At this posting, I focused on localizing changes in extdiff.

I'll post more generalized ones.


> > +def _splitcmdline(cmdline):
> > +    '''Split diff command line configuration into command path and options
> > +
> > +    This returns ``(commandpath, options)`` tuple. ``options`` is a
> > +    list, but each command line options specified in ``cmdline`` are
> > +    not splitted. So, ``len(options)`` is 0 or 1.
> 
> Seems silly for it to be a list then?

To keep specified configuration as it is, "options" in the tuple
returned by "_splitcmdline()" never be splitted into list. It is
always treated as a single string.

For example:

    $ hg showconfig extdiff
    extdiff.winmerge = winmerge /r "FOO" BAR
    $ hg winmerge -o "foo bar" -o baz

Extdiff in the case above causes:

    1. "_splitcmdline()" returns "('winmerge', '/r \"FOO\" BAR')", and
      "diffopts" is initialized as "['/r \"FOO\" BAR']"

    2. "['foo bar', 'baz']" are passed as "opts['options']", and
       "runtimeopts" is initialized as "['\"foo bar\"', 'baz']"
       (= "map(util.shellquote, opts['option'])")

    3. then, "dodiff()" is invoked with "['/r \"FOO\" BAR', '\"foo bar\"', 'baz']"
       (= "diffopts + runtimeopts") as "diffopts", and

    4. command line for "util.system" is build by "' '.join(diffopts)"

    => '/r \"FOO\" BAR \"foo bar\" baz'

This allows users to quote arguments/options arbitrarily in the
configuration files.

 
> > +    stream = cStringIO.StringIO(cmdline)
> > +    # according to "shlex.split" implementation, ``posix`` is True
> > +    # even on Windows
> > +    lex = shlex.shlex(stream, posix=True)
> 
> This function accepts strings, no need to mess with StringIO.

Yes, "shlex.shlex" can accept string. In fact, I
implemented "_splitcmdline" with code below at first.

    cmdpath = shlex.split(cmdline)[0]
    diffopts = cmdline[(cmdpath.index(cmdpath) + len(cmdpath)):]
    if diffopts and diffopts[0] in '"\'':
        diffopts = diffopts[1:] # skip closing quotation
    return (cmdpath, diffopts)

But this doesn't work correclty for complicated cmdpath, for
example '/"usr/local"/bin/foobar' (may I worry too much ? :-))

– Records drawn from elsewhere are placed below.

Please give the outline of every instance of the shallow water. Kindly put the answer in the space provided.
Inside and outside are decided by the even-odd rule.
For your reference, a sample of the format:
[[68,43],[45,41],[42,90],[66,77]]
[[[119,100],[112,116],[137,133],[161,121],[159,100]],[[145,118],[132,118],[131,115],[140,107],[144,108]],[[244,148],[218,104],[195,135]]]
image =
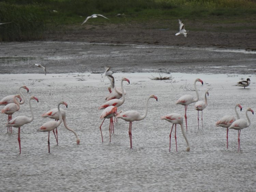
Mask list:
[[[99,129],[102,110],[98,107],[108,94],[108,80],[102,80],[101,74],[84,73],[86,80],[77,80],[79,73],[0,75],[0,97],[17,92],[25,84],[28,93],[23,91],[25,103],[13,117],[30,116],[28,99],[32,95],[35,115],[33,121],[22,127],[22,154],[19,154],[17,129],[7,133],[4,124],[7,116],[0,115],[0,185],[2,191],[243,191],[255,190],[256,164],[255,159],[255,118],[248,116],[251,125],[242,130],[240,152],[237,152],[237,131],[229,132],[229,148],[226,148],[226,130],[217,128],[215,123],[223,116],[235,115],[234,105],[243,107],[241,118],[250,107],[256,110],[254,75],[228,77],[225,74],[173,73],[170,80],[151,80],[157,73],[114,74],[118,86],[123,76],[127,93],[126,101],[119,109],[136,110],[144,112],[148,95],[155,94],[158,101],[150,100],[147,115],[134,122],[132,130],[133,149],[130,149],[129,123],[119,119],[115,123],[115,133],[109,142],[109,120],[102,125],[104,143]],[[250,76],[250,86],[244,89],[233,86],[242,77]],[[174,133],[171,152],[169,152],[171,124],[160,117],[171,113],[184,114],[183,106],[174,104],[181,95],[194,95],[194,81],[198,83],[200,99],[209,89],[208,105],[203,113],[203,128],[194,105],[187,109],[188,130],[186,132],[191,149],[186,151],[186,143],[179,125],[177,131],[178,152],[175,150]],[[49,119],[40,116],[55,108],[60,100],[68,104],[67,121],[80,137],[75,137],[61,124],[58,128],[59,145],[51,133],[51,152],[48,153],[47,133],[36,130]],[[61,106],[63,108],[63,106]],[[1,106],[1,108],[3,107]]]

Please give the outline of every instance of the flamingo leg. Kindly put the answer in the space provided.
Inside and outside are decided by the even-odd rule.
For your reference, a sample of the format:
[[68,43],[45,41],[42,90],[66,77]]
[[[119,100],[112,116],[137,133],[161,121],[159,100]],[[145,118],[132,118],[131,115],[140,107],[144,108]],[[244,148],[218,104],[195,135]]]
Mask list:
[[20,147],[20,127],[19,127],[19,132],[18,134],[18,141],[19,142],[19,154],[21,153],[21,148]]
[[50,132],[48,132],[48,152],[50,153]]
[[228,147],[228,129],[227,128],[227,148]]
[[[112,117],[110,118],[109,121],[109,142],[111,143],[111,133],[112,132],[112,122],[111,122],[111,119]],[[111,127],[111,128],[110,128]]]
[[56,139],[56,142],[57,142],[57,145],[58,145],[58,139],[57,139],[57,137],[56,137],[56,135],[55,134],[55,131],[54,131],[54,129],[53,130],[53,134],[54,134],[54,136],[55,136],[55,138]]
[[187,105],[185,105],[185,120],[186,121],[186,130],[187,131]]
[[103,120],[103,121],[102,122],[102,123],[101,123],[101,124],[100,125],[100,133],[101,134],[101,139],[102,139],[102,142],[103,143],[103,137],[102,137],[102,132],[101,132],[101,125],[102,125],[102,124],[103,124],[103,122],[104,122],[104,121],[105,121],[105,118],[104,118],[104,120]]
[[171,133],[170,133],[170,135],[169,136],[169,137],[170,137],[170,145],[169,145],[169,152],[171,152],[171,137],[172,136],[172,128],[173,128],[173,125],[174,124],[173,123],[172,124],[172,129],[171,129]]
[[238,151],[239,151],[239,150],[241,150],[241,148],[240,147],[240,133],[241,132],[241,130],[238,130],[238,149],[237,150]]
[[175,138],[175,143],[176,143],[176,152],[177,152],[178,150],[177,149],[177,137],[176,137],[176,125],[177,125],[177,124],[175,124],[175,134],[174,135],[174,138]]

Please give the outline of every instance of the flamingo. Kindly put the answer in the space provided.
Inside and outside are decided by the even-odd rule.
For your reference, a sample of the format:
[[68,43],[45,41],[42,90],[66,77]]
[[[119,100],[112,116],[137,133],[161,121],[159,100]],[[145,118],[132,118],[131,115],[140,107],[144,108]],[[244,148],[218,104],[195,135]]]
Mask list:
[[179,19],[179,23],[180,24],[180,31],[176,33],[175,35],[178,35],[180,34],[183,34],[185,37],[187,37],[187,32],[189,31],[185,29],[185,25]]
[[34,114],[32,110],[32,107],[31,106],[31,101],[32,99],[34,99],[38,102],[38,99],[36,97],[32,96],[29,98],[28,103],[29,105],[29,107],[31,112],[31,117],[29,118],[26,116],[18,116],[14,119],[13,119],[5,124],[5,127],[12,126],[14,127],[18,128],[18,141],[19,142],[19,154],[21,153],[21,148],[20,147],[20,127],[23,126],[25,124],[27,124],[31,122],[34,119]]
[[[65,127],[66,127],[66,129],[68,130],[71,131],[74,134],[76,138],[76,144],[79,145],[80,143],[80,138],[79,138],[79,137],[78,137],[77,134],[74,130],[69,128],[67,124],[67,122],[66,121],[66,112],[65,110],[62,108],[60,108],[60,110],[61,114],[62,120],[63,121],[63,123],[64,124]],[[46,113],[42,115],[42,117],[49,117],[51,119],[55,119],[56,121],[58,121],[59,120],[59,111],[58,109],[58,108],[55,108],[48,111]],[[53,132],[55,135],[55,133],[54,132],[54,129],[53,130]],[[57,145],[58,145],[58,131],[57,131],[57,128],[56,128],[56,134],[57,135],[57,137],[55,136],[55,138],[56,138],[56,141],[57,142]]]
[[197,110],[197,121],[198,123],[198,129],[199,129],[199,111],[202,112],[202,128],[203,128],[203,110],[207,106],[207,98],[206,95],[209,96],[209,93],[208,90],[205,91],[205,94],[204,95],[205,101],[199,101],[195,104],[195,108]]
[[250,119],[249,119],[248,115],[247,114],[247,112],[248,111],[251,112],[252,113],[253,115],[254,113],[253,110],[250,107],[246,109],[245,111],[245,115],[246,115],[246,117],[247,118],[248,121],[247,121],[245,119],[238,119],[233,122],[231,125],[228,127],[228,129],[233,129],[238,131],[238,149],[237,150],[238,151],[241,150],[241,149],[240,147],[240,133],[241,132],[241,130],[244,128],[248,127],[251,124],[251,121]]
[[243,87],[244,89],[245,88],[245,87],[247,87],[249,86],[251,83],[251,80],[249,78],[247,78],[246,81],[241,81],[239,82],[238,82],[237,84],[236,85],[237,86],[240,86],[241,87]]
[[123,82],[124,80],[126,81],[129,84],[130,84],[130,81],[129,80],[129,79],[125,77],[123,77],[122,79],[122,80],[121,80],[121,88],[122,89],[122,95],[123,97],[123,99],[122,100],[120,100],[117,99],[112,99],[111,100],[107,101],[103,105],[100,106],[100,107],[99,107],[99,108],[98,108],[98,109],[105,109],[109,106],[111,106],[111,105],[115,106],[117,108],[122,105],[124,103],[124,102],[125,102],[125,96],[124,87],[123,85]]
[[67,108],[68,108],[68,104],[64,101],[61,101],[58,104],[58,110],[59,112],[59,121],[47,121],[43,124],[43,125],[40,127],[40,128],[37,130],[37,131],[42,132],[48,132],[48,151],[49,153],[50,153],[50,132],[59,127],[59,125],[62,122],[62,116],[59,108],[59,106],[61,104],[65,105]]
[[117,108],[116,107],[111,105],[108,107],[106,108],[101,113],[101,115],[100,116],[100,118],[101,119],[102,119],[104,118],[104,120],[101,123],[101,124],[100,126],[100,133],[101,134],[101,139],[102,140],[102,142],[103,143],[103,137],[102,136],[102,132],[101,132],[101,126],[103,124],[103,122],[105,121],[105,119],[110,119],[110,122],[109,123],[109,142],[111,142],[111,134],[110,133],[110,130],[111,127],[111,130],[112,129],[113,127],[113,129],[114,130],[114,123],[113,123],[113,116],[114,116],[115,114],[116,114],[116,110]]
[[[21,96],[22,98],[22,100],[21,102],[20,102],[19,104],[20,105],[22,104],[25,102],[25,97],[24,97],[24,95],[22,93],[22,92],[21,91],[21,88],[23,88],[27,90],[28,92],[29,90],[28,88],[26,85],[23,85],[20,87],[19,89],[19,93]],[[14,95],[11,95],[8,96],[7,96],[3,98],[1,101],[0,101],[0,105],[6,105],[9,103],[13,103],[13,97],[14,96]]]
[[196,86],[196,83],[197,82],[201,82],[202,85],[203,84],[203,81],[200,79],[197,78],[195,80],[195,82],[194,82],[194,87],[195,87],[195,89],[196,90],[196,93],[197,94],[196,99],[194,99],[193,97],[190,95],[185,95],[180,97],[180,99],[179,99],[175,103],[175,104],[180,104],[184,105],[185,106],[185,120],[186,121],[186,131],[187,131],[187,106],[188,105],[189,105],[192,103],[196,102],[199,99],[199,94],[198,94],[197,89],[197,87]]
[[183,118],[181,114],[177,113],[170,113],[168,115],[161,117],[161,119],[166,120],[167,121],[172,123],[172,127],[171,129],[171,133],[169,136],[170,137],[169,152],[171,152],[171,137],[172,131],[172,129],[173,128],[173,125],[174,124],[175,124],[175,135],[174,138],[175,138],[175,142],[176,144],[176,152],[177,151],[177,137],[176,137],[176,125],[177,124],[179,124],[181,125],[181,131],[182,132],[182,134],[186,140],[186,142],[187,143],[187,147],[186,150],[187,151],[189,151],[190,150],[190,147],[189,147],[189,145],[188,144],[188,141],[187,138],[187,137],[186,136],[185,132],[184,131],[184,128],[183,128]]
[[88,20],[90,18],[96,18],[96,17],[98,17],[98,16],[100,16],[101,17],[104,17],[104,18],[108,19],[109,20],[109,19],[107,18],[106,17],[103,16],[102,15],[99,15],[99,14],[94,14],[93,15],[92,15],[90,16],[88,16],[88,17],[87,17],[85,20],[84,20],[84,22],[83,22],[82,24],[81,24],[81,25],[82,25],[83,24],[86,22],[87,21],[87,20]]
[[[238,103],[235,106],[235,111],[236,113],[237,114],[237,119],[240,119],[240,116],[239,116],[238,113],[237,113],[237,107],[238,107],[240,108],[240,111],[242,111],[242,107],[241,105],[239,103]],[[222,127],[224,127],[227,128],[227,149],[228,147],[228,128],[229,127],[233,122],[236,120],[236,118],[235,117],[232,115],[225,115],[220,120],[216,122],[215,124],[216,126],[220,126]]]
[[131,134],[132,123],[134,121],[140,121],[144,119],[147,116],[147,109],[148,106],[148,101],[151,98],[154,98],[157,101],[157,98],[154,95],[151,95],[148,97],[146,102],[145,113],[142,115],[141,115],[137,111],[133,110],[126,111],[118,115],[116,117],[116,118],[121,118],[126,121],[130,122],[129,124],[129,131],[128,132],[130,137],[130,143],[131,149],[132,148],[132,139]]
[[[19,110],[20,106],[19,102],[16,100],[16,98],[19,99],[20,101],[21,101],[21,97],[19,94],[15,95],[13,97],[13,100],[14,103],[9,103],[4,106],[4,107],[1,111],[2,113],[5,113],[8,115],[8,120],[9,122],[12,119],[12,114]],[[11,130],[11,132],[12,133],[12,128],[11,127],[9,128]],[[8,131],[8,128],[7,128],[7,133]]]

On the other hand, passing cStringIO allows to know exactly what
characters are not yet read in by shlex, via "stream.tell()".

 
> Since it's getting late, looks like this has to wait for 3.2.3.
> 
> -- 
> Mathematics is the supreme nostalgia of our time.
> 
> 
> 

----------------------------------------------------------------------
[FUJIWARA Katsunori]                             foozy@lares.dti.ne.jp
Katsunori FUJIWARA - Dec. 4, 2014, 11:48 a.m.
At Wed, 3 Dec 2014 00:05:04 +0900,
Yuya Nishihara wrote:
> 
> On Mon, 01 Dec 2014 18:13:15 -0600, Matt Mackall wrote:
> > On Tue, 2014-12-02 at 02:44 +0900, FUJIWARA Katsunori wrote:
> > > # HG changeset patch
> > > # User FUJIWARA Katsunori <foozy@lares.dti.ne.jp>
> > > # Date 1417454278 -32400
> > > #      Tue Dec 02 02:17:58 2014 +0900
> > > # Branch stable
> > > # Node ID d887d27304009d1cac05a1db4399f69d1778c5f0
> > > # Parent  edf29f9c15f0f171847f4c7a8184cca4e95c8b31
> > > extdiff: quote only options specified at runtime (issue4463)
> > > 
> > > For arguments and options including white spaces, changeset
> > > 72a89cf86fcd introduced fully quoting on all command line arguments
> > > and options for external diff command.
> > > 
> > > But this causes unexpected behavior of extdiff with WinMerge, because
> > > WinMerge can't work correctly, when command line options in Windows
> > > standard style are quoted: for example, 'WinMerge /r ....' is OK, but
> > > 'WinMerge "/r" ....' is NG).
> > 
> > Presumably this is no good because WinMerge doesn't use the standard
> > argument parser in Microsoft's C runtime (the thing that gives argc and
> > argv to main()) and instead uses the raw single-string lpCmdLine passed
> > to WinMain... and then does its own broken parsing that doesn't handle
> > quoting on things that aren't filenames. Sigh.
> 
> How about making windows.shellquote() not quote known-safe argument?
> As many GUI applications start from WinMain() (or MFC's equivalent), I think,
> they can easily invent broken command-line parsers.
> 
> subprocess.list2cmdline() might have some hints, which says "using the same
> rules as the MS C runtime."

It may work incorrectly, if environment variables are used in
configuration.

Also with cmd.exe on Windows, environment variable expansions are
executed before splitting command line into each arguments. For
example, when "CONCAT" has "foo bar baz" value:

  winmerge %CONCAT%   => winmerge foo bar baz   (taking 3 arguments)
  winmerge "%CONCAT%" => winmerge "foo bar baz" (taking 1 argument)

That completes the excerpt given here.